Hacker News new | ask | show | jobs
by byteofbits 2087 days ago
This is definitely a surprising, if welcome, development from GCP. We used to be pretty significant users of Pub/Sub but migrated to Cloud Tasks after several discussions with our account manager indicated this wasn't the direction they wanted to go with PubSub.

The implementation here also seems to be somewhat unusual at first glass - in particular that a retry of any given tasks appears to also retry any subsequent message with the same "ordering key".

I do wonder what use cases this is targeted that wouldn't require pretty extensive work on the application side to ensure good idempotency. Does anyone have any ideas of problems this would solve in and of itself?

2 comments

The ordering keys feature supports a large number of keys (though since the throughput limit is 1 MB/sec per key, many applications shouldn't have issues scaling up on a given key).

Imagine you have an order processing system where you have to 1) write to a database 2) write to a metrics log 3) and send an email to the customer. You can publish a message with the ordering key being the user who initiated the order. This means you are guaranteed to see message 1 before 2, which is seen before 3.

You do have to account for possible message re-deliveries. In this example, you can 1) write to the database with a order's unique ID (to prevent duplicate rows) 2) be fine with duplicates for metrics since a bit of duplication is okay (or maybe you have a job later that removes duplicates offline) 3) and be okay with sending emails to customers twice (pretty harmless). You may also keep a side-cache of processed messages to reduce the processing of duplicates, but that's a bit heavy and may not be necessary.

What Cloud Pub/Sub with ordering keys gets you in this scenario is 1) durability of published messages 2) scalability across keys 3) ordering between messages in a key 4) retries in case one step fails 5) buffering in case your subscribers are slow or down 6) a fully hosted service (no dealing with your own cluster, scales automatically) 7) global availability (no need to shard your subscription by region, simplifying your app).

Disclaimer: I work on Cloud Pub/Sub, but this explanation is my own.

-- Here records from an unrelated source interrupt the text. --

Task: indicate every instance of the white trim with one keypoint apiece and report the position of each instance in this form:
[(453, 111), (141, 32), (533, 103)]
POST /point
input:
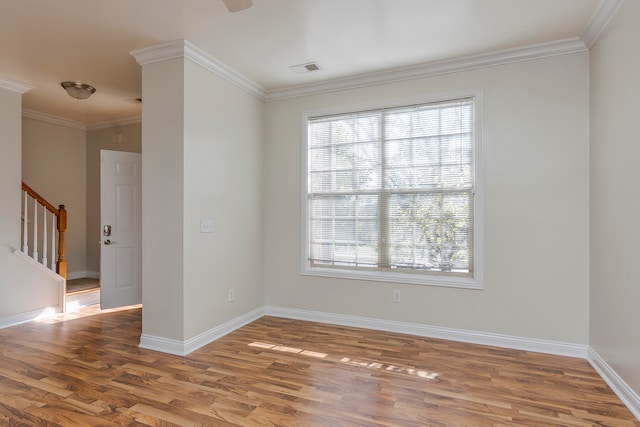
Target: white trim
[(15, 85), (475, 282), (600, 19), (60, 281), (182, 348), (82, 299), (111, 123), (559, 47), (42, 313), (186, 49), (474, 337), (17, 319), (36, 115), (629, 397)]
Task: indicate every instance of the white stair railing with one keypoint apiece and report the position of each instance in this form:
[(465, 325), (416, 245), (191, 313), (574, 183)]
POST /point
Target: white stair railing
[(43, 215)]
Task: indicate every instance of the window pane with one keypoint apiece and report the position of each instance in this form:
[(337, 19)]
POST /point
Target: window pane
[(430, 231), (393, 188), (344, 229)]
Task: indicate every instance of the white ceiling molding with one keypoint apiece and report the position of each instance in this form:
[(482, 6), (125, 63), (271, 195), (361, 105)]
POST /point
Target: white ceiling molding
[(184, 48), (600, 19), (111, 123), (53, 119), (560, 47), (15, 85)]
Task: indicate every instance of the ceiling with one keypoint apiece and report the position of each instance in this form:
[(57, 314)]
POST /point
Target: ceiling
[(44, 42)]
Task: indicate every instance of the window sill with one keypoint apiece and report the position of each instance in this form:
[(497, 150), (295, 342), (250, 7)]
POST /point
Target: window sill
[(395, 277)]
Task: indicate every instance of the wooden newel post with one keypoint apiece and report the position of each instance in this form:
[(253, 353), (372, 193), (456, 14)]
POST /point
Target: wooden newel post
[(61, 265)]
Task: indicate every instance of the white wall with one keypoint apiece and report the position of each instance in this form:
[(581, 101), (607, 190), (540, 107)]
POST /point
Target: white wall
[(162, 199), (536, 207), (615, 207), (202, 159), (22, 288), (222, 181), (54, 165), (101, 139)]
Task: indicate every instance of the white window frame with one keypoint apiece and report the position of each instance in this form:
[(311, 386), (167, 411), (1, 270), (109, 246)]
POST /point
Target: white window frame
[(444, 279)]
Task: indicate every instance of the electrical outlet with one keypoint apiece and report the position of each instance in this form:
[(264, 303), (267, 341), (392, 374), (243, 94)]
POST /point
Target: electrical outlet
[(206, 225), (397, 296)]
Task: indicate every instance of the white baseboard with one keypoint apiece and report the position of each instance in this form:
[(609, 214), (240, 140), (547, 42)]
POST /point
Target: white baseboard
[(498, 340), (17, 319), (83, 299), (629, 397), (182, 348), (83, 275)]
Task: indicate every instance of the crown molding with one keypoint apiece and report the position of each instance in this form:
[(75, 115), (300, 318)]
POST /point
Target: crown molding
[(15, 85), (600, 19), (186, 49), (36, 115), (560, 47), (111, 123)]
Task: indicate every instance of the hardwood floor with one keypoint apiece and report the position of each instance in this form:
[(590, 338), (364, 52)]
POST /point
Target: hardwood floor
[(89, 371)]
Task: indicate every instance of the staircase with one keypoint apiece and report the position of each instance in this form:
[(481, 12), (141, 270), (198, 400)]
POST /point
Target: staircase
[(43, 228)]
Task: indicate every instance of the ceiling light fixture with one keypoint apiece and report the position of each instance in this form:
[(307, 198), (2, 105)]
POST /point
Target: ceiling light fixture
[(304, 68), (78, 90)]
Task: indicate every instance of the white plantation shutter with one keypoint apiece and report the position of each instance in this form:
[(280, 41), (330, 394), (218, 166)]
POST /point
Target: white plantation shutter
[(393, 189)]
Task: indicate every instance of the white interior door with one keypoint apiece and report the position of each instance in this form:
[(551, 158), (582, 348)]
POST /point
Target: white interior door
[(120, 234)]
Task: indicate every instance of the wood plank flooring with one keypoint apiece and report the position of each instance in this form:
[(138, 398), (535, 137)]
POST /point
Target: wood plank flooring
[(89, 371)]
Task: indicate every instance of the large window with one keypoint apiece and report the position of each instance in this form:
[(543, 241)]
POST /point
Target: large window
[(392, 193)]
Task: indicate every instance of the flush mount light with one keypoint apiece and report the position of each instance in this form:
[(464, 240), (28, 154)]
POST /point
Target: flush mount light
[(78, 90)]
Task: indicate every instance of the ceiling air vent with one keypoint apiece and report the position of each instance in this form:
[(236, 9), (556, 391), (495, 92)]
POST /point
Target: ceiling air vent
[(305, 68)]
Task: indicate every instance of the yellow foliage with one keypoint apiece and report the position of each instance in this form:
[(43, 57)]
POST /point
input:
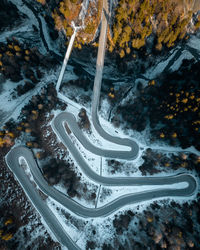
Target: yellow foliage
[(185, 100), (9, 221), (8, 53), (152, 82), (174, 135), (162, 135), (17, 48), (7, 236), (27, 52), (43, 2), (169, 117)]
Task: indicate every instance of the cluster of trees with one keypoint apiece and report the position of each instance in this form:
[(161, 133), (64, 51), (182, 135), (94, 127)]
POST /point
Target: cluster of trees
[(136, 20), (18, 62), (68, 11), (166, 226), (7, 138), (7, 228), (171, 106), (155, 162)]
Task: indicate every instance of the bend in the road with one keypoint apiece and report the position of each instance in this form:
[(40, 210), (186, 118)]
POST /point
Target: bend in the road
[(133, 153), (20, 151)]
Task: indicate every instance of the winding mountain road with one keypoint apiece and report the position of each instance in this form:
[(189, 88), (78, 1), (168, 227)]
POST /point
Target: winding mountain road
[(58, 125), (133, 153)]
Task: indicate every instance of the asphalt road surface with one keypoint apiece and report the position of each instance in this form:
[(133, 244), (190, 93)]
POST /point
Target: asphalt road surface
[(134, 148), (12, 160)]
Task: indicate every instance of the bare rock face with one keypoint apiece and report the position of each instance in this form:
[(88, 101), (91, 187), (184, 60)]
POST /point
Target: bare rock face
[(9, 15)]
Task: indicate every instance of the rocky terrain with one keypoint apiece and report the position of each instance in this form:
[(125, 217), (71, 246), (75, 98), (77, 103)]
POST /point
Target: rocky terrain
[(166, 105)]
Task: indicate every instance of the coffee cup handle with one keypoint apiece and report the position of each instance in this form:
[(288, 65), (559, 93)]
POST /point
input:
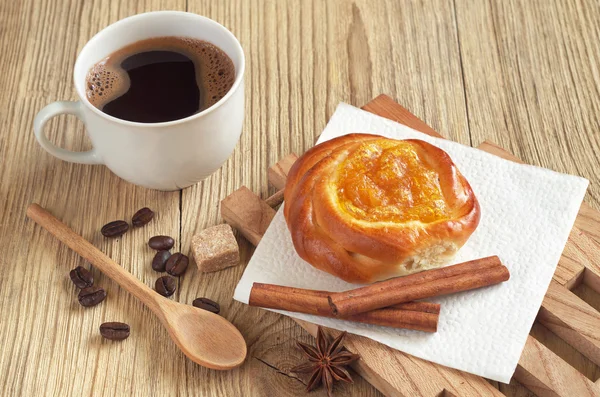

Thanks for this explanation. Can you give a similarly concrete example of how, according to the docs: "When you receive messages in order and the Pub/Sub service redelivers a message with an ordering key, Pub/Sub maintains order by also redelivering the subsequent messages with the same ordering key. The Pub/Sub service redelivers these messages in the order that it originally received them." I'm a little confused about what scenario with ordering would lead to the need to re-send multiple messages.
If you're using pubsub to propagate state, then this lets you replicate with eventual consistency. (Think db replication, instant messaging, video game scores, etc.)